Former J.P. Morgan Precious Metals Traders Sentenced to Prison
For Immediate Release
Office of Public Affairs
Defendants Were J.P. Morgan’s Former Head of Global Precious Metals Business and J.P. Morgan’s Former Head Gold Trader in New York
Two former precious metals traders at JPMorgan Chase & Co. (JPMorgan) were sentenced today for engaging in fraud, attempted price manipulation, and spoofing as part of a market manipulation scheme that spanned over eight years, involved tens of thousands of unlawful trading sequences, and resulted in over $10 million in losses to market participants.

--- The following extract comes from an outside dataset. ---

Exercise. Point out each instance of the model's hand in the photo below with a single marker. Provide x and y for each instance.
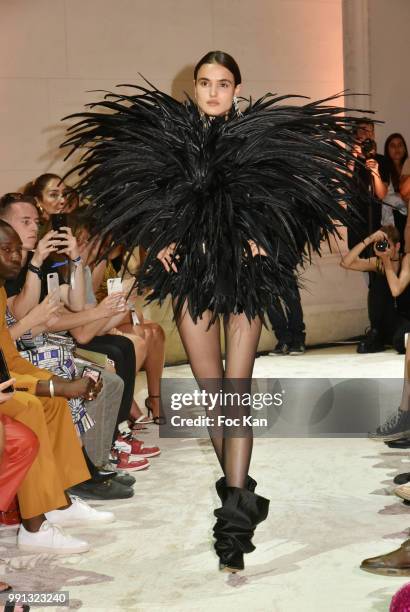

Gregg Smith, 59, of Scarsdale, New York, was sentenced to two years in prison and a $50,000 fine. Michael Nowak, 49, of Montclair, New Jersey, was sentenced to one year and one day in prison and a $35,000 fine.
“The defendants used their positions as some of the most powerful traders in the worldwide precious metals markets to engage in an egregious effort to manipulate prices for their benefit,” said Acting Assistant Attorney General Nicole M. Argentieri of the Justice Department’s Criminal Division. “This case reaffirms the Department’s steadfast commitment to hold accountable those who engage in fraud and manipulation that undermines the investing public’s trust in the integrity of our commodities markets.”
According to court documents, between approximately May 2008 and August 2016, Smith and Nowak, along with other traders on the JPMorgan precious metals desk, engaged in a widespread spoofing, market manipulation, and fraud scheme. Smith was an executive director and trader on JPMorgan’s precious metals desk in New York, and Nowak was a managing director and ran JPMorgan’s global precious metals desk. As part of their market manipulation scheme, Smith and Nowak placed orders for precious metals futures contracts that they intended to cancel before execution to drive prices on orders they intended to execute on the opposite side of the market. Smith and Nowak engaged in tens of thousands of deceptive trading sequences for gold, silver, platinum, and palladium futures contracts traded through the New York Mercantile Exchange Inc. (NYMEX) and Commodity Exchange Inc. (COMEX), which are commodities exchanges operated by CME Group Inc. These deceptive orders were intended to inject false and misleading information about the genuine supply and demand for precious metals futures contracts into the markets.
“As today’s sentencing demonstrates, the FBI and its partners remain committed to investigating and bringing to justice anyone who attempts to manipulate our financial markets for their own selfish gain,” said Assistant Director Luis Quesada of the FBI’s Criminal Investigative Division. “In order to maintain economic security, investors in equity and commodities markets must have confidence that exchanges are operated in a transparent and equitable manner, and that investments are free from manipulation and fraud. Today’s outcome should serve as a reminder that the FBI remains highly focused on combatting bad actors conducting sophisticated fraud schemes targeting the securities and commodities markets.”
In September 2020, JPMorgan admitted to committing wire fraud in connection with: (1) unlawful trading in the markets for precious metals futures contracts; and (2) unlawful trading in the markets for U.S. Treasury futures contracts and in the secondary (cash) market for U.S. Treasury notes and bonds. JPMorgan entered into a three-year deferred prosecution agreement through which it paid more than $920 million in a criminal monetary penalty, criminal disgorgement, and victim compensation, with parallel resolutions by the Commodity Futures Trading Commission (CFTC) and the Securities Exchange Commission announced on the same day.
The FBI New York Field Office investigated the case. The CFTC’s Division of Enforcement provided valuable assistance.
Market Integrity & Major Frauds Unit Chief Avi Perry and Trial Attorneys Matthew F. Sullivan, Lucy B. Jennings, and Christopher Fenton of the Criminal Division’s Fraud Section prosecuted the case.